Remittance up on Eid cheer
Remittance inflows hit a seven-month high in March as expatriate Bangladeshis sent more money home for Ramadan and Eid-ul-Fitr.
Last month, non-resident Bangladeshis sent $2.02 billion, up 8.6 percent from a year earlier, according to data from the Bangladesh Bank.
The development will bring some relief to the government, which has a minimum foreign currency reserves target hanging over its head as part of the conditions for the $4.7 billion loan from the International Monetary Fund.
The IMF has set a floor on net international reserves (NIR) for every quarter. The floor must be met for getting the approval of successive tranches.
For programme monitoring purposes, the NIR is defined as gross international reserves minus reserve-related liabilities.

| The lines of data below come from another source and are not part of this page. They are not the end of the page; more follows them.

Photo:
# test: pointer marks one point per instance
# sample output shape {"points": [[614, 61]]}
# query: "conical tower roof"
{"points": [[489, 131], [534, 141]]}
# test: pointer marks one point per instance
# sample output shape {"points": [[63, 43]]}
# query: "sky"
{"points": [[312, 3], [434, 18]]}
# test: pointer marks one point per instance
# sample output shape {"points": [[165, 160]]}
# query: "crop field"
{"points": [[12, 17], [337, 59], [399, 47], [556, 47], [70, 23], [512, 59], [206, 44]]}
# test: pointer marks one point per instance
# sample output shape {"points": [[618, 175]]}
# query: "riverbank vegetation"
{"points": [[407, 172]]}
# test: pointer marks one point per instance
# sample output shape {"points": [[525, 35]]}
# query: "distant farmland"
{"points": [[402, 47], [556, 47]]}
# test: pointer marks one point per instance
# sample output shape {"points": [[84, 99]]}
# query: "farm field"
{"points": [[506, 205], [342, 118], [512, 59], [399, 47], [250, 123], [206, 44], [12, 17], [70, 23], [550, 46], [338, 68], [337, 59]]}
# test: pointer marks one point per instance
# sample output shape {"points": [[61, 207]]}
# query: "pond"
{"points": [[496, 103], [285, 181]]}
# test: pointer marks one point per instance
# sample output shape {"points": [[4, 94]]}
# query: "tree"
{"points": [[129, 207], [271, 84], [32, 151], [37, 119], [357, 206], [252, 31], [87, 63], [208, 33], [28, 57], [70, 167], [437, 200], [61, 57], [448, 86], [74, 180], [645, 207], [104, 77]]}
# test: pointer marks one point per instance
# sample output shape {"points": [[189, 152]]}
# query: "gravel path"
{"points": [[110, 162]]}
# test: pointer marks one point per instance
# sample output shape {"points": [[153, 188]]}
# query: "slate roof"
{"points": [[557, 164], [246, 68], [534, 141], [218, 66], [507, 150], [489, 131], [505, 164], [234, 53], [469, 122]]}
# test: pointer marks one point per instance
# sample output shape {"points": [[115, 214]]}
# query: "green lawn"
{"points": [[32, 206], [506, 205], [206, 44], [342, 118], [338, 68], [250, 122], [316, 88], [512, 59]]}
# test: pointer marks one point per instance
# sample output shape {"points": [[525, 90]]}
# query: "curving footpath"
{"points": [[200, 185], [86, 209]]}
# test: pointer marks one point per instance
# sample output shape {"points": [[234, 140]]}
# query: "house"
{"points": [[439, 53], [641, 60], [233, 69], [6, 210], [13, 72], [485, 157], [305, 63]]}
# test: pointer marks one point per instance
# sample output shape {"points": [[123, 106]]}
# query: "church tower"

As per the lender's balance of payments and investment position manual (BPM6), gross foreign reserves calculation does not include the various funds that the Bangladesh Bank has formed from the reserves as well as the loan guarantees provided for Biman, the currency swap with Sri Lanka, the loan to Payra Port Authority and the below-investment-grade securities.
Bangladesh's NIR cannot be below $22.9 billion in March, $24.5 billion in June, $25.3 billion in September and $26.8 billion in December.
As of March 29, gross international reserves stood at $31.1 billion, down 29.9 percent from a year earlier, according to data from the BB.
For Bangladesh, exports and remittances are the two main sources of foreign currency.
Remitters now get Tk 107 for each dollar, about Tk 2 more than exporters, along with a 2.5 percent cash incentive.
But on the kerb market, each dollar is selling for more than Tk 110, compelling many to send money home through the illicit channel of hundi despite the risks involved.
So an uptick in remittance, which has been underwhelming in recent months for multiple exchange rates, despite the wide difference between the official and kerb market rates is a welcome development.
"This will bring some respite," said Syed Mahbubur Rahman, managing director of Mutual Trust Bank.
March's inflows take the receipts so far this fiscal year to $16.03 billion, up 4.8 percent from a year earlier.
Remittance inflows usually go up ahead of the two Eids, the biggest festivals in Bangladesh, according to Selim RF Hussain, chairman of the Association of Bankers' Bangladesh, a platform for the managing directors of banks.
In recent times, the central bank has heightened its monitoring of the foreign exchange market to tackle money laundering, said Hussain, also the managing director of Brac Bank.
This might have helped in propping up the remittance receipts.
At a meeting with bankers yesterday, BB Governor Abdur Rouf Talukder said the value of imported goods has declined recently but the volume of letters of credit did not drop, Hussain said.
This means the over- and -under-invoicing has narrowed, which had a positive impact on remittances, he said quoting Talukder.
There is a correlation between hundi and over- and under-invoicing as the money launderers chiefly settle their illegal transactions through hundi.